A CSS example: I don't really want to set cursor images for every element and pseudo-class. I'm forced to list every element that uses the cursor I'm overriding. What I really want is to tell the browser "use this custom cursor image wherever you were going to use the default (hand/wait/resize/etc) cursor". My code would then be future-proofed for new elements/UI.

Sometimes I feel that certain browser APIs suffer from the XY problem.

josephg · 2 years ago
> What I really want is to somehow tell the browser "if the current window URL is about to change via this anchor element, call this function instead".

This is pretty doable using javascript - just register an onclick on the <a> tag and have your event handler cancel the default navigation behaviour. Your website will then continue to work great even if the user has javascript disabled. And all the built in browser behaviour (like the right click "link" menu, and ctrl+click) still works perfectly.
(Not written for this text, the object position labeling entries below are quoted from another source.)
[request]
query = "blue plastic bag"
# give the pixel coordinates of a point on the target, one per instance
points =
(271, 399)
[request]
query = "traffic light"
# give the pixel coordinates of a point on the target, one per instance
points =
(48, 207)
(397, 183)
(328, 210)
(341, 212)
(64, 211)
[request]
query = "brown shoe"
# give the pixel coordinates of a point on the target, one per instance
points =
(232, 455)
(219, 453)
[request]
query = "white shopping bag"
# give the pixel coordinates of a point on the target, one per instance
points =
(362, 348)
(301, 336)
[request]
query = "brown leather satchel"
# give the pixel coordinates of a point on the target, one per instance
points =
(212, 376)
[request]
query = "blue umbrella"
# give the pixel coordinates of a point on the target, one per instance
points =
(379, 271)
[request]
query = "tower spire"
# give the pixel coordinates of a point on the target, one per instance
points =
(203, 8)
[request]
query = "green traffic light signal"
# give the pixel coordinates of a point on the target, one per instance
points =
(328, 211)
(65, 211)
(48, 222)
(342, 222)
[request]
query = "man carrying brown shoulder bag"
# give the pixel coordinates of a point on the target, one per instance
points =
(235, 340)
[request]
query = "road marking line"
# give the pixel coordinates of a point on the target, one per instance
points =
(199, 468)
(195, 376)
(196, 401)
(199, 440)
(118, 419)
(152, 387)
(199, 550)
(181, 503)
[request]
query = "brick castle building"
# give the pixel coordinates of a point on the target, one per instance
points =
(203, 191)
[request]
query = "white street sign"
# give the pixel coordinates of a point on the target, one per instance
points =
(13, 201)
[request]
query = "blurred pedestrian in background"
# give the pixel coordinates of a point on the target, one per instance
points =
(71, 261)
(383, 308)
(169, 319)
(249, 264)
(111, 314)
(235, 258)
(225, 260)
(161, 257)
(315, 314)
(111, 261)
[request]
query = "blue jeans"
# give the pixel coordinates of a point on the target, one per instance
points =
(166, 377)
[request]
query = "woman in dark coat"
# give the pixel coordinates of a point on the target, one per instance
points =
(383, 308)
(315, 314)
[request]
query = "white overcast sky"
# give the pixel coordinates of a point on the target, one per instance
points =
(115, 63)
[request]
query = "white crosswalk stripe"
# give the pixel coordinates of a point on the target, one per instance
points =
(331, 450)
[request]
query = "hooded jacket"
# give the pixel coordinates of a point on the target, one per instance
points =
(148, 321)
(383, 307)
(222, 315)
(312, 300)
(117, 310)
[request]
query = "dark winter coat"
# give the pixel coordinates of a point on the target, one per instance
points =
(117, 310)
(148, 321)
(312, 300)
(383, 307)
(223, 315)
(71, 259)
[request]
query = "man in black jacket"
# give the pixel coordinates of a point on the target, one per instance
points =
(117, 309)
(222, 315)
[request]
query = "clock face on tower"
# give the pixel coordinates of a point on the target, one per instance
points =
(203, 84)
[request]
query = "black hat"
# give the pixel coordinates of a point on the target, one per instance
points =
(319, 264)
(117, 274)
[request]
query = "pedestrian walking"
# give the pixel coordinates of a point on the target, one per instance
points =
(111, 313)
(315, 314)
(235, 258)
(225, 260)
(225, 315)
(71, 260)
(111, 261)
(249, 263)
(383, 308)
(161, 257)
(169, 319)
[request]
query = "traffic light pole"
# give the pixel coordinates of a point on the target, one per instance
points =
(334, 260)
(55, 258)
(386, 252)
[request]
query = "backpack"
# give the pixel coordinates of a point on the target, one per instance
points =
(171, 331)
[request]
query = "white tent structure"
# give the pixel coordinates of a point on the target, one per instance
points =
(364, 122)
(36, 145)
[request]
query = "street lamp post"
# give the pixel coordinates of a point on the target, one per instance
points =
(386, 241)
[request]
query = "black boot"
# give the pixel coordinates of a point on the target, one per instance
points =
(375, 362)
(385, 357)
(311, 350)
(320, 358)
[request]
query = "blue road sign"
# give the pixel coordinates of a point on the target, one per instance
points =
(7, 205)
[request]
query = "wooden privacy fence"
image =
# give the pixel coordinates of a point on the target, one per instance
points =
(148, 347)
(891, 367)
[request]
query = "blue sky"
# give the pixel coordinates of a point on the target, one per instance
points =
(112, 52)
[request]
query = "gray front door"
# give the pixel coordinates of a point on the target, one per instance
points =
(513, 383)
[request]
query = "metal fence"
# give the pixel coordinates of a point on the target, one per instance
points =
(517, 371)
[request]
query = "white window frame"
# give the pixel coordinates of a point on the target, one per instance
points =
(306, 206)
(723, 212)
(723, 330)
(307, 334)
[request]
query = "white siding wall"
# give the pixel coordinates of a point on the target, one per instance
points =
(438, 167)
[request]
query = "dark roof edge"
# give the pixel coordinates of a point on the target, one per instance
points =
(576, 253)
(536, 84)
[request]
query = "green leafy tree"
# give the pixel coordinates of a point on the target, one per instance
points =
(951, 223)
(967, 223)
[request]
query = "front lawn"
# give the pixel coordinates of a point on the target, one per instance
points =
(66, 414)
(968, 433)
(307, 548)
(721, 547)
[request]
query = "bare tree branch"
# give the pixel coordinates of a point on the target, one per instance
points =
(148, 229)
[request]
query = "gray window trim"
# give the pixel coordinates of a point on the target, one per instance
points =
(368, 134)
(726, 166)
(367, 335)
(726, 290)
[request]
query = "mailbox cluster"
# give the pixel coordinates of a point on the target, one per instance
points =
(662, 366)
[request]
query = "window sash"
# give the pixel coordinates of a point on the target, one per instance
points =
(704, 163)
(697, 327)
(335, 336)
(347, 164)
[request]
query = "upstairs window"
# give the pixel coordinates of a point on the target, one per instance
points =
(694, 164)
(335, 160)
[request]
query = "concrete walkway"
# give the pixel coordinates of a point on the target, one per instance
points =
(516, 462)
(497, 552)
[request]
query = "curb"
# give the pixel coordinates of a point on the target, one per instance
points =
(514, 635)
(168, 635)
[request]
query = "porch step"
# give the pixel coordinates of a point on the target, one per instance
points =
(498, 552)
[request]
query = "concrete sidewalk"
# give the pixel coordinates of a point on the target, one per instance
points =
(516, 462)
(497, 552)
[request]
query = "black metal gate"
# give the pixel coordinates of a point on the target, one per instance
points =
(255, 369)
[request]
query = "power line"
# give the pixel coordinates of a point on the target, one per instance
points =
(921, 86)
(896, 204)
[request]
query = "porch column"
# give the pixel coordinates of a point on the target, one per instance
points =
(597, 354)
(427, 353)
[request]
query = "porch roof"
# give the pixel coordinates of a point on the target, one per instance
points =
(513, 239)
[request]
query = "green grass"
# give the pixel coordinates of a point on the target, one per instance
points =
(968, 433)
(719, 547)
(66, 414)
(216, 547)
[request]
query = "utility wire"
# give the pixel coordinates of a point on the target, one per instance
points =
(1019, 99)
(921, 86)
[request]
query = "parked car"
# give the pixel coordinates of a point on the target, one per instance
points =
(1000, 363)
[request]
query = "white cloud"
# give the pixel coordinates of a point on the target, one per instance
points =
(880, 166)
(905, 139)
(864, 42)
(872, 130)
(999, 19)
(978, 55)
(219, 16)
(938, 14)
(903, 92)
That said, this is a pretty obscure "trick". It would certainly be nice if the DOM API made this easier to do.

wwweston · 2 years ago
Is there really anything easier to do? If you're disabling the default event, you're doing it to provide some other functionality, which is necessarily going to involve writing a function to attach to a handler, and adding event.preventDefault() at the top is about as easy as it gets. Anything easier would involve eliminating the attached handler, which doesn't make a lot of sense.

Also, .preventDefault() wasn't obscure in the jQuery era; if it's obscure now that's a sad commentary.

kevincox · 2 years ago
In my experience in this case you need to explicitly filter out middle-click, ctrl-click, cmd-click and whatever other features the browser may offer. Otherwise you will accidentally prevent them too. I would love if there was a more specific event that avoided this problem.
dlisboa · 2 years ago
https://developer.mozilla.org/en-US/docs/Web/API/Navigation_...

I believe that’s the use case for the Navigation API.

bunga-bunga · 2 years ago
Finally I read my sentiment online. We don't need clicks nor pointer events, we need high-level “visit” event.
KronisLV · 2 years ago
I remember the first time when I looked at the Flutter Gallery and was surprised at how things felt just broken in a web browser, for example: https://gallery.flutter.dev (I think it was the Reply example in particular)

Ctrl + click or middle mouse button didn't work on links, right click didn't work, selecting and copying text didn't work, inspect element didn't work (due to how the technology is built), even attempting to zoom the page did nothing.

This article does ring true both because of that experience, as well as some of the SPA implementations I've seen even with more conventional technologies.

phist_mcgee · 2 years ago
Flutter is another dead-end on the road to unified development frameworks.

I haven't once been convinced by any flutter demo, web or mobile, that feels like it has even passably good UX.

asaddhamani · 2 years ago
It also seems to be doing something weird with text selection, at least on mobile browsers. But I guess the promise of flutter is it’s the same everywhere so this demo should be equally bad on desktop.
grishka · 2 years ago
Another thing I'd like to add: don't override the scrolling behavior. Don't try to "improve" the scrolling by making it "smoother", because while it may work okay on Windows, on Mac, when using Apple input devices, there's a one-to-one correspondence between you moving your fingers on the trackpad or mouse and scrollable things scrolling. These "improvements" usually feel like scrolling through molasses.

In general, don't try to improve browser's default behavior.